Page 79 of Bloom

Oh my God.

I just kissed Hunter.

Oh my God.

“I'm so sorry,” I blurt, the words muffled by my hand clamping over my mouth. “I don’t—”

Hunter wipes his mouth—hewipes his freaking mouth, and I want to die. “It’s fine.”

I wince.

Fine.

Not exactly a glowing reassurement.

I will myself not to cry. “I’m sorry.”

“Stop apologizing,” Hunter rasps, the tone of his voice rife with something that truly makes me want to disappear, something that sounds an awful lot like regret. “I kissed you.”

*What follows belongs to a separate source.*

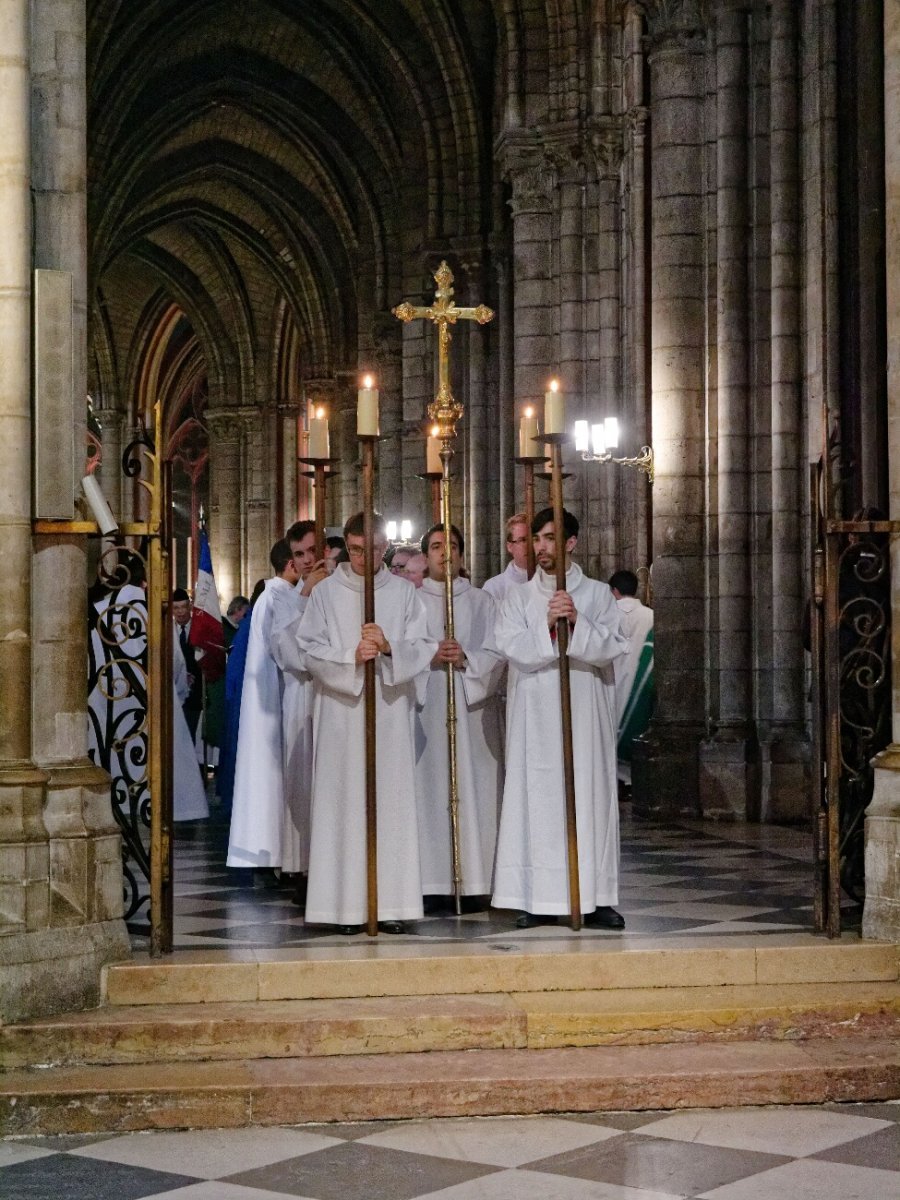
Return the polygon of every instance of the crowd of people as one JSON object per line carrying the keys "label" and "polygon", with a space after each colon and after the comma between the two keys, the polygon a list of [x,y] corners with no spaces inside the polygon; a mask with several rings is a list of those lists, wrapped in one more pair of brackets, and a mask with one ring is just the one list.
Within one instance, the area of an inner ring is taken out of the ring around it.
{"label": "crowd of people", "polygon": [[[307,924],[366,921],[365,664],[376,680],[378,921],[402,932],[455,911],[447,664],[455,668],[459,882],[464,911],[518,910],[520,927],[569,912],[557,623],[568,622],[578,875],[583,923],[621,929],[618,799],[652,706],[653,614],[638,580],[609,584],[572,560],[578,521],[552,509],[507,521],[506,569],[482,588],[463,535],[432,526],[388,546],[374,521],[375,620],[363,618],[363,516],[316,555],[298,521],[272,547],[272,576],[236,597],[224,680],[217,791],[230,811],[229,868],[274,873]],[[536,570],[529,580],[533,541]],[[556,585],[565,556],[565,588]],[[445,633],[446,575],[454,637]],[[186,594],[173,616],[183,632]],[[187,620],[185,619],[187,618]],[[186,638],[176,639],[176,642]],[[186,651],[187,654],[187,651]],[[190,666],[190,663],[188,663]],[[188,671],[190,674],[190,671]],[[188,725],[194,704],[186,693]]]}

And boy, does he sound unhappy about that.

“I shouldn't have.”

I wince again. Wrapping my arms around myself, I hug myself hard, nails digging into my biceps as I lower my gaze to the floor so I don’t have to see the regret surely lurking in his. “Okay.”

Hunter curses loudly, harsh and crude, and I instinctively flinch. A moment passes before he swears again, fainter this time. “Caroline…” he starts, but doesn’t finish, trailing off as he takes a single step towards me. His hand—the hand that was cupping my freaking ass cheek mere seconds ago—reaches out, but I recoil from his reach, pressing as close to the counter as I possibly can as I shake my head.

Swallowing hard, I force myself to look up, force a smile on my face, force my shoulders to lift in a lazy shrug that requires entirely too much effort. “It’s okay,” I croak. “I get it.”

It was a pity kiss. A comfort kiss. He felt bad for me, so he kissed me. It's as simple as that. And I’m a fool, a freaking dumbass, for believing for even a second that it was anything more.

Looking at him hurts, but I do. I keep looking at him, no matter how fiercely the sight of him punches me in the gut. Tucking my hair behind my ears just to give my shaking hands something to do, I shrug again—another unconvincing stab at nonchalance as well as an attempt to shuck off the icky feeling of patheticness weighing me down. “Just forget about it.”

He murmurs my name again, and I quickly shake my head once more, preemptively warding him off before he can reject me more thoroughly or apologize again or forget the polite context cues and flatout label it as one big, regrettable mistake. “Please, Hunter.”

Tight-fisted and lock-jawed, Hunter sighs deep enough for that whole huge body to tremble. He steps closer, and closer andcloser and closer again until I have to tip my chin up to maintain the eye contact I’m determined to persevere through.

He’s too close, way too close, but I can’t move away. Not only because the counter is already bruising my lower back, but because those intense, piercing eyes have frozen me in place. So different than they were just a few minutes ago—harder. Far away.

Like he’s shutting me out.

“I can't give you anythin’ other than friendship, Caroline.”

Not won't.

Can't.

I don’t press. I’m too tired and embarrassed to press. “Okay.”

“I’m so—”

“Don’t,” I cut him off harsher than I intend to as déjà vu suddenly bombards me. Suddenly, I’m eighteen again. Suddenly, I’m getting my heart broken again, and it’s Jackson in front of me apologizing for doing the breaking. Just like then, I pretend to be fine because what else can I do?

Jackson didn’t do anything wrong. Hunter hasn’t done anything wrong.

It’s not their fault they don’t want me.

So nauseatingly awkward, Hunter shifts from one foot to the other. “I don’t wanna leave like this.”